If that was directed at me I was sold on the 40D by the toughness of it. I'm about to see if any of my lenses are AF-S.

Sent from my SAMSUNG-SM-G890A using Tapatalk


----------



## jcdeboever (Sep 11, 2017)

davidharmier60 said:


> If that was directed at me I was sold on the 40D by the toughness of it. I'm about to see if any of my lenses are AF-S.
> 
> Sent from my SAMSUNG-SM-G890A using Tapatalk



Nope to OP. The Canon I mentioned was really a solid camera, it felt well made. I seen a video on it and it was impressive.


----------



## goodguy (Sep 19, 2017)

I have both the A-1 and AE-1, both in excellent working condition, got them for display purposes only, gorgeous design cameras!


----------



## benhasajeep (Sep 21, 2017)

If you are looking for cross compatibility between older film manual focus and new digital cameras.  Nikon and Pentax are the way to go.  Any Nikon Ai lens will mount and work to some degree on Nikon digitals.  They also work on Nikon AF bodies.  F100 is a good body.  N90s is a good body.  Even 8008's are decent AF bodies (I have all 3).    The F100 will have additional capability for some of the newer lenses made today.  I have MF lenses that I use on my digital bodies.  The better bodies allow you to enter the lens information and gives you some automation.

Pentax and their K mount is similar.  You can use their old MF K lenses on the new bodies, of course manual focus only.

Just as a side note, older Nikon lenses adapt to new Canon bodies easier than older Canon FD lenses.  With Nikon lenses on Canon, you only need a fairly inexpensive metal adapter about $15.  It does not require a lens element or crop factor to reach infinity focus like a Canon FD to EF mount adapter does to achieve infinity focus.


----------



## davidharmier60 (Sep 22, 2017)

Link to that adapter?
What are Nikon older lenses called?
In Canon it's FD.

Sent from my SAMSUNG-SM-G890A using Tapatalk


----------



## benhasajeep (Sep 22, 2017)

davidharmier60 said:


> Link to that adapter?
> What are Nikon older lenses called?
> In Canon it's FD.
> 
> Sent from my SAMSUNG-SM-G890A using Tapatalk



Here is a review of one to give you a better idea.  I have one from ebay that was like $12 shipped.  Just a metal milled out adapter ring, on side for Nikon lens, other side for canon body.
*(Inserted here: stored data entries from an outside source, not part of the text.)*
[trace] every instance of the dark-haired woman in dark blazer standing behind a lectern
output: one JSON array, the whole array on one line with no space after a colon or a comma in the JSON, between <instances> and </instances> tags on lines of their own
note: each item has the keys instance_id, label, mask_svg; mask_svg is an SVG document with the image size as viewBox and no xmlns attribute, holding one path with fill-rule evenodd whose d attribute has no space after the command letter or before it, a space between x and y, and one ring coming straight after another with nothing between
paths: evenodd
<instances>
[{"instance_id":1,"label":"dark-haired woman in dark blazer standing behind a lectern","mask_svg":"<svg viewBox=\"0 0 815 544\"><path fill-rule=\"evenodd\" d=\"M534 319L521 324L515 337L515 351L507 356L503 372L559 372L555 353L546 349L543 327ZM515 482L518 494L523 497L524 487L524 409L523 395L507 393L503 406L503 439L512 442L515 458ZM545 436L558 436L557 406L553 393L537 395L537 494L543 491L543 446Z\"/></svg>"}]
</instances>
Novoflex Nikon to Canon Lens Adapter Review

That article says Nikon G lenses will work.  If that is the case that is different from mine.  Lenses have to have aperture ring to work with mine. 

Edit:   I see it actually does have a lever added for aperture.  Ok, I can see it being higher priced for that.  But for any lens with aperture ring, can just use the cheaper couplers.


----------



## davidharmier60 (Sep 22, 2017)

I'll have to do cheap if at all.

Sent from my SAMSUNG-SM-G890A using Tapatalk


----------



## benhasajeep (Sep 22, 2017)

davidharmier60 said:


> I'll have to do cheap if at all.
> 
> Sent from my SAMSUNG-SM-G890A using Tapatalk


$10.

Nikon Al F to Canon EOS Lens Adapter EF Rebel Digital Camera Mount Adapter Ring  | eBay


----------



## davidharmier60 (Sep 22, 2017)

My chicken will probably never hatch

Sent from my SAMSUNG-SM-G890A using Tapatalk


----------